Rikimaru (力丸) is a fictional character in the Tenchu video game  series. He is featured in every game in the series, including as a player character in most of them. The character's critical reception was mostly positive as one of the more realistic ninja characters in video gaming and one of the earliest stealth game heroes.

Character design
Rikimaru was originally motion capture-portrayed by Sho Kosugi, a Japanese actor made famous by starring in a series of American ninja films in the early 1980s, whose son Kane Kosugi portrayed Rikimaru's nemesis Onikage. Rikimaru's characteristics include unusually white hair and a scar over his right eye yet maintaining the stereotypical hoodless ninja outfit including his long sleeved fishnet top under a vest, with baggy trousers and traditional ninja boots, while carrying a legendary sword named Izayoi granted to him by his master and mentor, Shiunsai. Compared to his female partner Ayame, Rikimaru's design did not change much through the series, with exception of the first sequel which featured the younger version of him and with no scar.

Appearances
 

Rikimaru is the current head of the Azuma Shinobi Ninja Clan and the series' primary protagonist. His master and predecessor as head of the clan was Shiunsai, who was killed by another member of the clan, Tatsumaru. Dedicated, honourable and withdrawn, Rikimaru is prepared to sacrifice his own life without hesitation, something he does at the end of Tenchu: Stealth Assassins only to reappear in Tenchu: Wrath of Heaven. His ability to retain his composure and sense of destiny allows him to undertake missions others would consider suicidal. He lacks speed in combat when compared to Ayame, but has greater strength and a greater control over his temper than his female companion. His primary rival in the series is Onikage, whom he fights in almost every game and usually defeats, only to have him coming back again due to his resurrection abilities and intense desire to defeat Rikimaru.

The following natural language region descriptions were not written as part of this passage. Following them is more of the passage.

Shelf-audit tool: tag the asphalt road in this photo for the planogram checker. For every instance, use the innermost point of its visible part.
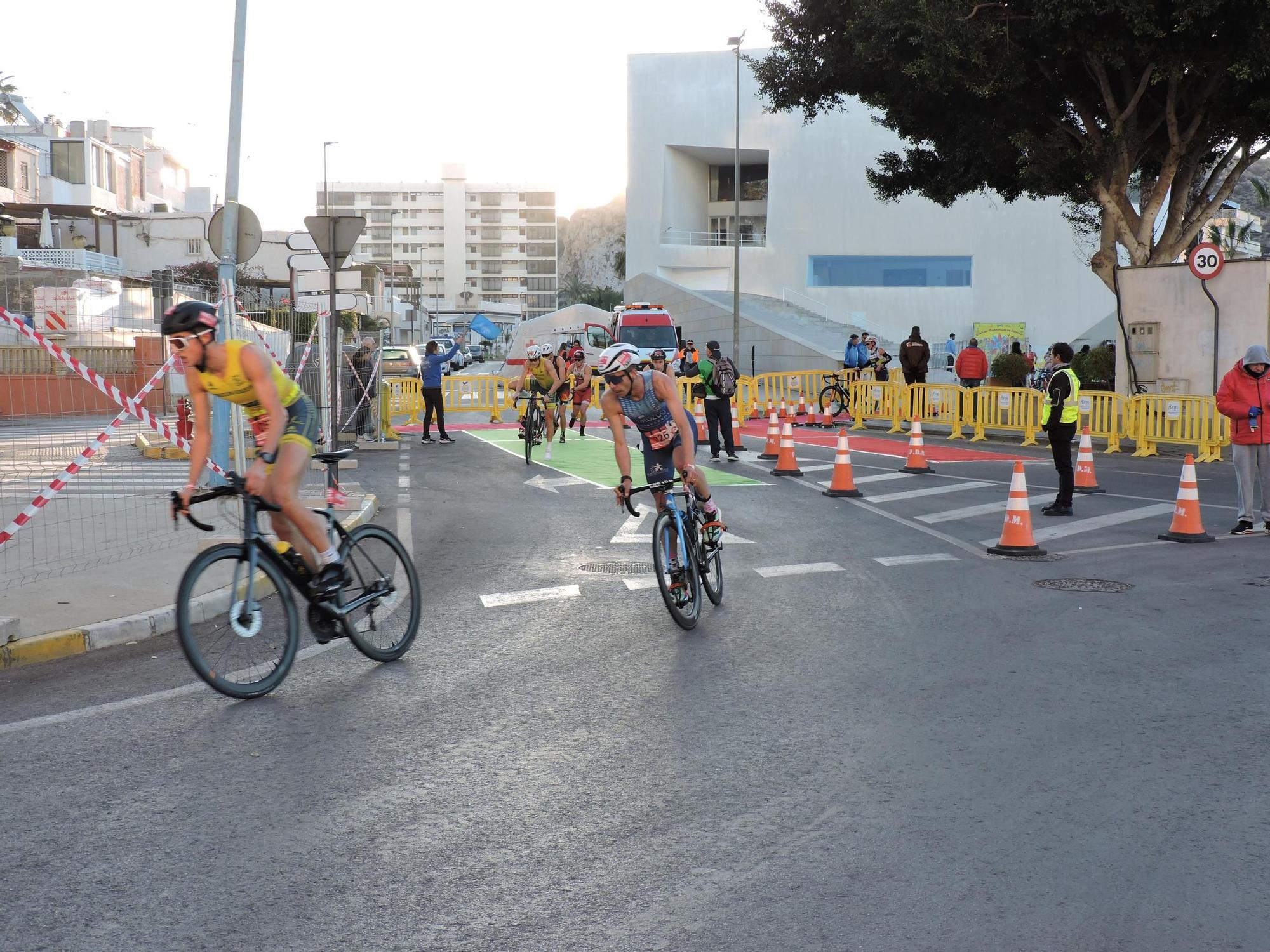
(901, 756)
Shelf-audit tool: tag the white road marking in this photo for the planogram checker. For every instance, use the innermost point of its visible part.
(773, 572)
(930, 492)
(916, 560)
(972, 511)
(1097, 522)
(515, 598)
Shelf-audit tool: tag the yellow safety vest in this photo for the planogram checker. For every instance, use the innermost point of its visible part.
(1071, 407)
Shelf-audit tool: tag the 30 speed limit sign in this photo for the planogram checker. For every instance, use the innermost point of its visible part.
(1206, 261)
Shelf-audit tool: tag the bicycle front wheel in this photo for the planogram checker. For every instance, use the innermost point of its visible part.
(377, 562)
(239, 631)
(676, 573)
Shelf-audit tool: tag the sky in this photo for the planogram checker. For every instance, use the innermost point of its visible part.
(516, 92)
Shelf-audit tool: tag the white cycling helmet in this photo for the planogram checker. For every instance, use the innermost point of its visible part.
(619, 357)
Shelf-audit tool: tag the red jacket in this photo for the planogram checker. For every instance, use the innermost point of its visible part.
(1240, 390)
(972, 364)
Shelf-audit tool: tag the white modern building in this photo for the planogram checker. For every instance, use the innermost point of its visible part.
(817, 246)
(457, 246)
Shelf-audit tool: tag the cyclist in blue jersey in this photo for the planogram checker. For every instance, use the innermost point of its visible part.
(651, 399)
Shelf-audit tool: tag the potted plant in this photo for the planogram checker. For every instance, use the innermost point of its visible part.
(1009, 371)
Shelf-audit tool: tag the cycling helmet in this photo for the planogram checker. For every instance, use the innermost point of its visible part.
(190, 315)
(619, 357)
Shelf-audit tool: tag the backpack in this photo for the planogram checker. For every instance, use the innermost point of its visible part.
(723, 381)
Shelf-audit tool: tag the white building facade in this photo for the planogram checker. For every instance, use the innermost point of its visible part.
(813, 234)
(468, 246)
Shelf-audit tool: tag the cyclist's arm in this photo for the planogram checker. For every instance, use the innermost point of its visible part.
(257, 371)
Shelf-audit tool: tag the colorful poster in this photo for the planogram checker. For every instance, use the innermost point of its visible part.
(996, 338)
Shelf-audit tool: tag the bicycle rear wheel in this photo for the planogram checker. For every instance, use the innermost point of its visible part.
(241, 648)
(377, 562)
(678, 578)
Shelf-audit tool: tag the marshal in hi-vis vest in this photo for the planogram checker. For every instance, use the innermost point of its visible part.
(1071, 407)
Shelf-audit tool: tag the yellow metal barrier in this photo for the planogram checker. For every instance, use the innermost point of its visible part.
(939, 403)
(1006, 409)
(1164, 418)
(877, 400)
(1107, 416)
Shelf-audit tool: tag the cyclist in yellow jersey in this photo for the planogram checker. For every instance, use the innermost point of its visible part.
(283, 418)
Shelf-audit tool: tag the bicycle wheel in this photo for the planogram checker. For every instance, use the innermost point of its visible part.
(831, 400)
(377, 562)
(681, 591)
(242, 651)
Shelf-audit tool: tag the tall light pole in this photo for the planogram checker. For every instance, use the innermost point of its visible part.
(735, 43)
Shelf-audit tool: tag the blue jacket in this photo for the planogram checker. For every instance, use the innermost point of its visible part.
(432, 367)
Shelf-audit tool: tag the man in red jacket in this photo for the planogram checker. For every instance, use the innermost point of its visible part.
(1244, 397)
(971, 369)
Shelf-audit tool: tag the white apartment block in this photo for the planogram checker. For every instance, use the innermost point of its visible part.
(465, 243)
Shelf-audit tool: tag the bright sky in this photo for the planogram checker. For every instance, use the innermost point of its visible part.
(518, 92)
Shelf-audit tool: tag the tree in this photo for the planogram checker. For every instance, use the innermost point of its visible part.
(10, 115)
(1140, 115)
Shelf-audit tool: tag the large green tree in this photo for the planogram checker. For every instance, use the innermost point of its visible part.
(1141, 115)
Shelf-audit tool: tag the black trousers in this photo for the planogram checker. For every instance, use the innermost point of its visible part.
(719, 417)
(1061, 436)
(432, 404)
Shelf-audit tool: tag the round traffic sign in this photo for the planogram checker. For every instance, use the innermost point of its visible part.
(1206, 261)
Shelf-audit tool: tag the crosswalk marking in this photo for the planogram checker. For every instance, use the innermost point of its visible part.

Years before the events of the games, Shiunsai received an order to assassinate a particular samurai. Together with several fellow ninja, he infiltrated the home of the samurai and killed him. As he and the other ninja were preparing to leave, the dead samurai's wife and servant discovered the ninja. The others quickly dispatched the wife and servant, but as they moved to silence the baby clutched in the dead wife's arms, Shiunsai stopped them from killing the baby boy. Taking pity on the boy, Shiunsai brought the baby home with him and raised it as if it were his own flesh and blood. Shiunsai was already raising Tatsumaru to become a ninja and he decided that the new baby would follow the same path. After the baby had grown into a young boy and started his training as a ninja, it became apparent that he was something of a weakling. 

Rikimaru's personality was different before the events of Tenchu 2: Birth of the Stealth Assassins. He believed that he was already good enough to defeat any opponent and his misplaced self-confidence would eventually earn him many painful experiences once he finally left his village, but those experiences would also be the source of great mental and spiritual growth. Rikimaru had bonds with two other ninja: Shiunsai and Tatsumaru. Both were very important to him, and both were lost. Shiunsai was a father figure to him, but Rikimaru showed only his student connection to Shiunsai, while Tatsumaru was like his older brother and role model. Suffering from a memory loss, Tatsumaru kills Shiunsai. Upon the recovery of his memory, he kills himself. This event marked the death of Rikimaru's former personality. Upon his master's death, Rikimaru takes the role of leader of the Azuma Ninja Clan at the age of 18.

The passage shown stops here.